En revanche en 2016 et 2017, ce service ne figurait plus dans la réduction spécifique plan d'affaires mais dans l'annexe 3 « Prestation de services » moyennant une rémunération de 0,5 % du chiffre d'affaires HT.

Par conséquent, le jugement est confirmé en ce que le tribunal a retenu que la société Edma ne démontrait pas que les services identifiés à l'article 2.1 2.1 du contrat n'ont pas été assurés en contrepartie des ristournes « Plan d'affaires », ni que ces dernières n'avaient pas été négociées dans un intérêt commun. »

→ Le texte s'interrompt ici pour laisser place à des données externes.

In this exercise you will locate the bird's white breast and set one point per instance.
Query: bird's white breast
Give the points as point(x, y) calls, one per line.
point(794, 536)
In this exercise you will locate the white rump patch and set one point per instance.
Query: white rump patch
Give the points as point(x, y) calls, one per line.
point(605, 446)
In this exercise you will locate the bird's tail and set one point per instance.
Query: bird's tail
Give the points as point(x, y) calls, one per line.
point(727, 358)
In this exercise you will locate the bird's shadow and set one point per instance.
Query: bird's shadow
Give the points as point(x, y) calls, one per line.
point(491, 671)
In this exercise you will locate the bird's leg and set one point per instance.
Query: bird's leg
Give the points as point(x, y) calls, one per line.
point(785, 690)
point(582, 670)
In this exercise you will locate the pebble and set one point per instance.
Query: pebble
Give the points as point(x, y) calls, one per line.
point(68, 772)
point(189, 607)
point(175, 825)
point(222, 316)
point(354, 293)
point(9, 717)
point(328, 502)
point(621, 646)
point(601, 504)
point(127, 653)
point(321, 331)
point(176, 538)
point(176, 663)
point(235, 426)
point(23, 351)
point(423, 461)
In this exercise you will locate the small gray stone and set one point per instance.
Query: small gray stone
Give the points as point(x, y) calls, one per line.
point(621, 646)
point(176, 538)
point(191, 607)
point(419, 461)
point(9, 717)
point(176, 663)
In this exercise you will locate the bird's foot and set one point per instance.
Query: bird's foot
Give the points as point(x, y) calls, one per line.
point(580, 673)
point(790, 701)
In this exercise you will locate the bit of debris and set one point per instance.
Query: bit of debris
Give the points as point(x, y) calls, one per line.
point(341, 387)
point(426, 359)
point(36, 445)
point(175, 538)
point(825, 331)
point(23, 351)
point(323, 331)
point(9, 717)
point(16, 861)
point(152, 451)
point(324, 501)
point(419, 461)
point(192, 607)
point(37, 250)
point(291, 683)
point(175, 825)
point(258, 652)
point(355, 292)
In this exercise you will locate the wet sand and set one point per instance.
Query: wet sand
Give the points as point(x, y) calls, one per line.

3/ « La société Edma ne démontre pas ainsi qu'il lui incombe que le montant de la Réduction spécifique Plan d'affaires serait « manifestement disproportionné au regard de la valeur du service rendu ». Elle soutient que la rémunération de 10 % correspondrait au seul référencement de ses produits sur le site marchand Brico Dépôt alors que, ainsi qu'il a été dit, il existe d'autres services, comme l'adaptation de la présentation de ses produits dans les linéaires de ses magasins grâce à la réalisation de planches merchandising.

La circonstance que la remise convenue au titre de la Réduction spécifique Plan d'affaires soit passée de 9,5 % à 10 % en 2017 sans revalorisation des contreparties offertes par Brico Dépôt, ne saurait davantage établir une disproportion manifeste de la réduction alors que l'évolution est corrélative à l'évolution du chiffre d'affaires réalisé par Edma avec Brico Dépôt qui est passé de 309 247€ en 2016 à 417 967€ l'année suivante.

Au surplus, ainsi que le fait valoir Brico Dépôt le taux de la réduction convenu entre les parties est particulièrement modéré en comparaison des taux usuels de l'ordre de 20 à 30% relevés dans le secteur du bricolage, même si ces taux de ristournes doivent être rapprochés au cas par cas des services assurés par le distributeur. »

4/ « Il sera observé que si la société Edma a interjeté appel du jugement en ce qu'il rejette sa demande au titre du déséquilibre significatif sur le fondement de l'article L. 442-6-I-2° du code de commerce, elle ne reprend pas cette demande dans ses écritures, de sorte que la Cour n'en est pas saisie. »

 

RÉPUBLIQUE FRANÇAISE

AU NOM DU PEUPLE FRANÇAIS

 

COUR D’APPEL DE PARIS

PÔLE 5 CHAMBRE 4

ARRÊT DU 7 DÉCEMBRE 2022

 

ÉLÉMENTS D’IDENTIFICATION DE LA DÉCISION       (N.B. : mention ne figurant pas sur l’original)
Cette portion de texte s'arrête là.